Re: [Python-Dev] PEP 540: Add a new UTF-8 mode (v3)

2017-12-08 Thread Victor Stinner
2017-12-08 17:29 GMT+01:00 Ethan Furman :
> For those of us trying to follow along, is this change to open() one that
> Inada-san was worried about?  Has something else changed?

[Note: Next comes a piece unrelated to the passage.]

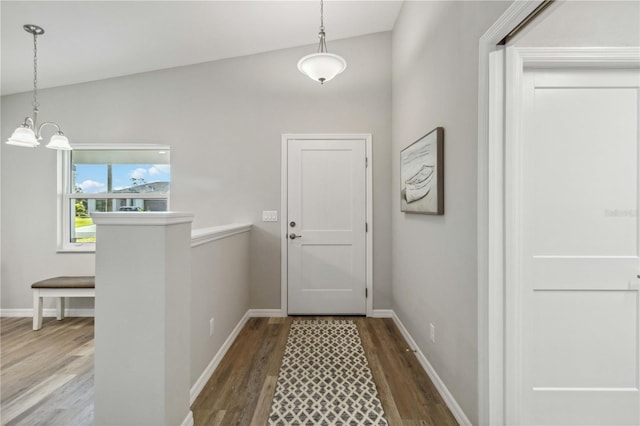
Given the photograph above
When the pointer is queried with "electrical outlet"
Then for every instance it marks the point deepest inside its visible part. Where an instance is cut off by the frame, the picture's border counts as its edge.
(270, 216)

I agree that my PEP is evolving quickly, that's why I added a "Version
History" at the end:
https://www.python.org/dev/peps/pep-0540/#version-history

"""
Version History
===

* Version 4: ``locale.getpreferredencoding()`` now returns ``'UTF-8'``
  in the UTF-8 Mode.
* Version 3: The UTF-8 Mode does not change the ``open()`` default error
  handler (``strict``) anymore, and the Strict UTF-8 Mode has been
  removed.
* Version 2: Rewrite the PEP from scratch to make it much shorter and
  easier to understand.
* Version 1: First version posted to python-dev.
"""

Naoki disliked the usage of the surrogateescape error handler for
open(). I "fixed" this in the PEP version 3: open() error handler is
not modified by the PEP.

Victor
___
Python-Dev mailing list
Python-Dev@python.org
https://mail.python.org/mailman/listinfo/python-dev
Unsubscribe: 
https://mail.python.org/mailman/options/python-dev/archive%40mail-archive.com


Re: [Python-Dev] PEP 540: Add a new UTF-8 mode (v3)

2017-12-08 Thread Ethan Furman

There were some concerns about open() earlier:

On Wed, 6 Dec 2017 at 06:10 INADA Naoki wrote:
> I think PEP 538 and PEP 540 should behave almost identical except
> changing locale or not.  So I need very strong reason if PEP 540
> changes default error handler of open().

Brett replied:
> I don't have enough locale experience to weigh in as an expert,
> but I already was leaning towards INADA-san's logic of not wanting
> to change open() and this makes me really not want to change it.

On 12/08/2017 07:22 AM, Victor Stinner wrote:

"""
Effects of the UTF-8 Mode:

[...]

Side effects:

* ``open()`` uses the UTF-8 encoding by default.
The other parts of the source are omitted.